Nella vasta e articolata produzione hollywoodiana che sta tra la fine della seconda guerra mondiale e il 1960, emerge un un nuovo impegno politico in senso lato, comune a registri e sceneggiatori, che iniziano ad affrontare esplicitamente con la loro opera temi quali la giustizia, l'antisemitismo, il razzismo, riflettendo le inquietudini sociali e ideologiche che attraversano la società americana di quegli anni.
Si tratta di un tentativo di rinnovamento ideologico e narrativo del cinema hollywoodiano dal suo interno, riflettendo la crisi di una società, ma anche la fine di quell'orizzonte produttivo cinematografico americano che poteva essere definito come "fabbrica dei sogni".
Di origine turca, Elia Kazan, giunge al cinema dopo una significativa attività teatrale con il Group Theatre, che risulterà determinante anche per la concezione drammaturgica alla base del suo cinema, sia nel trattamento della scena, sia nella direzione degli attori.
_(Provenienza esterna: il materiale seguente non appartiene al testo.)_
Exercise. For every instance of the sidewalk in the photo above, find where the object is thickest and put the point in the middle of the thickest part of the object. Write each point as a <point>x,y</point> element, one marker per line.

Le prime opere cinematografiche, tra cui "Un albero cresce a Brooklin" del 1945 e "Pinky, la negra bianca" del 1949 riflettono la necessità di affrontare tematiche sociali.
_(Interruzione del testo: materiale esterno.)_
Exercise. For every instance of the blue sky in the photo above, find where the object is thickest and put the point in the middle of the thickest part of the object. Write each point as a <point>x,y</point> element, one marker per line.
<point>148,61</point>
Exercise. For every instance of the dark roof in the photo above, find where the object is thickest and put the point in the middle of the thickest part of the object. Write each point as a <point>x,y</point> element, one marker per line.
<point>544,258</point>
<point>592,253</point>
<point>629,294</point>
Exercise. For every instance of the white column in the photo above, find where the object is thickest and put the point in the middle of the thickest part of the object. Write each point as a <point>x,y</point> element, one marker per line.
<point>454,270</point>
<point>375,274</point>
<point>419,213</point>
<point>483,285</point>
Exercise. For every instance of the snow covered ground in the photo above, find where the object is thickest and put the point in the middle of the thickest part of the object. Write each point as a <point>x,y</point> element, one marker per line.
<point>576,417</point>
Kazan comincia una specie di autobiografia indiretta, in cui emorgono eroi negativi, fortemente critici nel loro tentativo di confrontarsi con le strutture sociali.
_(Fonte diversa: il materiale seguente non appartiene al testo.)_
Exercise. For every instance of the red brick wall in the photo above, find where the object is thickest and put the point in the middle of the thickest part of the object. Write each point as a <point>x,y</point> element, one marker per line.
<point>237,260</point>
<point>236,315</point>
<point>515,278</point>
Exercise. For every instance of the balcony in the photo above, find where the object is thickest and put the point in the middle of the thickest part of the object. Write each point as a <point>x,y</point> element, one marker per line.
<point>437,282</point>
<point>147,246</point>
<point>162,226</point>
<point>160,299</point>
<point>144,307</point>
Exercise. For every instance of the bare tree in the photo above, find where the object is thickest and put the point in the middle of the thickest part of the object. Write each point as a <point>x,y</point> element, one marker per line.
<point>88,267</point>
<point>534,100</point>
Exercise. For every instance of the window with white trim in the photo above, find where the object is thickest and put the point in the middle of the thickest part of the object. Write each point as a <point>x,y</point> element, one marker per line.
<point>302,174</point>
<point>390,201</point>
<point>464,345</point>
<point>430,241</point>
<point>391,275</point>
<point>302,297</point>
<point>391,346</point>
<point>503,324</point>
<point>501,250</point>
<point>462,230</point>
Coinvolto nella "caccia alle streghe" a Hollywood nel 1952, Kazan fu tra coloro che scelsero la delazione.
Le proprie contraddizioni, il disagio morale ed intellettuale che ne derivavano e che permeavano in generale la società, si riflettono del resto fortemente nelle sue opere degli anni Cinquanta, in una analisi approfondita e complessa della crisi americana.
- Un tram che si chiama desiderio da Teneessee Williams:
- Fronte del porto, dramma giovanile sullo sfondo di lotte sindacali;
- La valle dell'Eden - da Steinbeck - dramma generazionale nella provincia americana sullo sfondo della prima guerra mondiale;
- Splendore dell'erba.
Al mondo del cinema è dedicato Gli ultimi fuochi (1976) sceneggiato da Harold Pinter, dall'omonimo romanzo di Francis Scott Fitzgerald, in cui, attraverso la denuncia della brutalità della macchina hollywoodiana, si afferma l'impossibilità di essere se stessi.